Jil Sanders Mode wird gern als zeitlos beschrieben, die Karriere der Designerin selbst ist allerdings eher ein ständiges Kommen und Gehen. Ihre eigene Marke verließ sie gleich zweimal, um 2012 ein letztes Mal zurückzukehren. Aktuell ist die 77-Jährige mal wieder "da": Mit ihrer äußerst erfolgreichen +J-Kollektion für die japanische Kette Uniqlo, wo sie seit 2009 eigentlich auch schon zweimal weg war. Die Hamburgerin Heidemarie Jiline Sander arbeitete nach dem Textil-Studium zunächst als Redakteurin bei Modezeitschriften, bevor sie 1968 ihr Label gründete und in den Achtzigern und Neunzigern zur "Queen of Less" avancierte. Und was war sie für eine Erscheinung! Diese Frau in ihren lässigen Anzügen, mit dieser Frisur, mit einem wahnsinnig lukrativen Parfumdeal. Ein früher "Girl Boss", die viel von Material, aber wenig von Kompromissen hielt, und deshalb mit Prada-Chef Fabrizio Bertelli, der das Unternehmen 1999 gekauft hatte, nur wenig harmonierte. Im Kopf habe sie nie aufgehört zu designen, sagte Sander kürzlich. Sehr viele Leute da draußen hoffen, dass sie die Ergebnisse möglichst nicht für sich behält.

Angriff der Superfrauen: Thierry Mugler

So ist die Mode: Stillstand ist verpönt, ewige Jugend das höchste Ziel - und Thierry Mugler hat mit dieser Losung ziemlich Ernst gemacht. Vor gut zehn Jahren erfand sich der Franzose, wie man so schön sagt, komplett neu.
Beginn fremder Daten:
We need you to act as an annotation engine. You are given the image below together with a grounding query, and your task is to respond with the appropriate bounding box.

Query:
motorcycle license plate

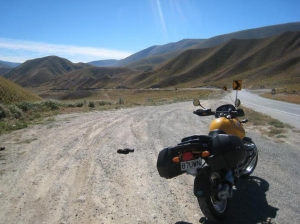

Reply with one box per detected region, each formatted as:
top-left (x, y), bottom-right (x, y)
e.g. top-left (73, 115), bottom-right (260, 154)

top-left (181, 158), bottom-right (202, 171)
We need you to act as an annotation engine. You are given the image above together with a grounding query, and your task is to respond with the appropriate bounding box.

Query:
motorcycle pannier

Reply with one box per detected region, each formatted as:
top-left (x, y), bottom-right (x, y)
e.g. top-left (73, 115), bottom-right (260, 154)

top-left (157, 143), bottom-right (202, 179)
top-left (206, 134), bottom-right (247, 170)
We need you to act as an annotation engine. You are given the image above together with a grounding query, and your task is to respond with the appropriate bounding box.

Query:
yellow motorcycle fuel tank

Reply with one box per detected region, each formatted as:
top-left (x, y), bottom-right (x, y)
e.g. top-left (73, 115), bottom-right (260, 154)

top-left (209, 117), bottom-right (245, 139)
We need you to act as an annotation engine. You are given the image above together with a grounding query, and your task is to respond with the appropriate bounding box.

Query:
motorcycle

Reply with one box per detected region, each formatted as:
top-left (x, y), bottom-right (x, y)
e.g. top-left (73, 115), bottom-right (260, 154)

top-left (156, 89), bottom-right (258, 221)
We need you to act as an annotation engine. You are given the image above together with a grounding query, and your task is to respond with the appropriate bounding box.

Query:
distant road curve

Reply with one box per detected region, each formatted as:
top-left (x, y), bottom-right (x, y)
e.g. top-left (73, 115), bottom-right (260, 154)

Der heute 72-Jährige benannte sich nach seinem zweiten Vornamen in Manfred Mugler um und veränderte sein Aussehen durch Bodybuilding und plastische Chirurgie. Über die Motive und das Gelingen der drastischen Verwandlung ist viel geschrieben und spekuliert worden - andererseits: Muglers große Zeit war damals schon vorüber. Und an deren Glanz hat auch der befremdliche Tiefpunkt nichts geändert. Das konnte man zuletzt in der Schau "Couturissime" in München bestaunen. All die Corsagen und panzerartigen Schulterpartien, die Wespentaillen, Nieten, dazu Lack und Leder: Mugler war der Designer der energiegeladenen Achtziger- und frühen Neunzigerjahre, seine extrem körperbetonten Entwürfe waren futuristisch, angriffslustig, ironisch. Schauen verwandelte er als einer der Ersten in Happenings, selbstverständlich mit der kompletten Riege der Supermodels. Eigentlich kein Wunder, dass so jemand nicht weise altern und zu sanfteren Formen übergehen kann. Ein Verkaufsschlager war und ist Muglers Parfum "Angel", beworben von der Überblondine Jerry Hall. Sein Unternehmen gehört ihm, der inzwischen als Fotograf erfolgreich ist, schon seit Ende der Neunziger nicht mehr. Aber mit Projekten wie Kim Kardashians exaltiertem Wassertropfen-Kleid von 2019 aus dem Hause Mugler kehrt er ab und zu ins Rampenlicht zurück. Nach dem Motto: Wenn, dann richtig.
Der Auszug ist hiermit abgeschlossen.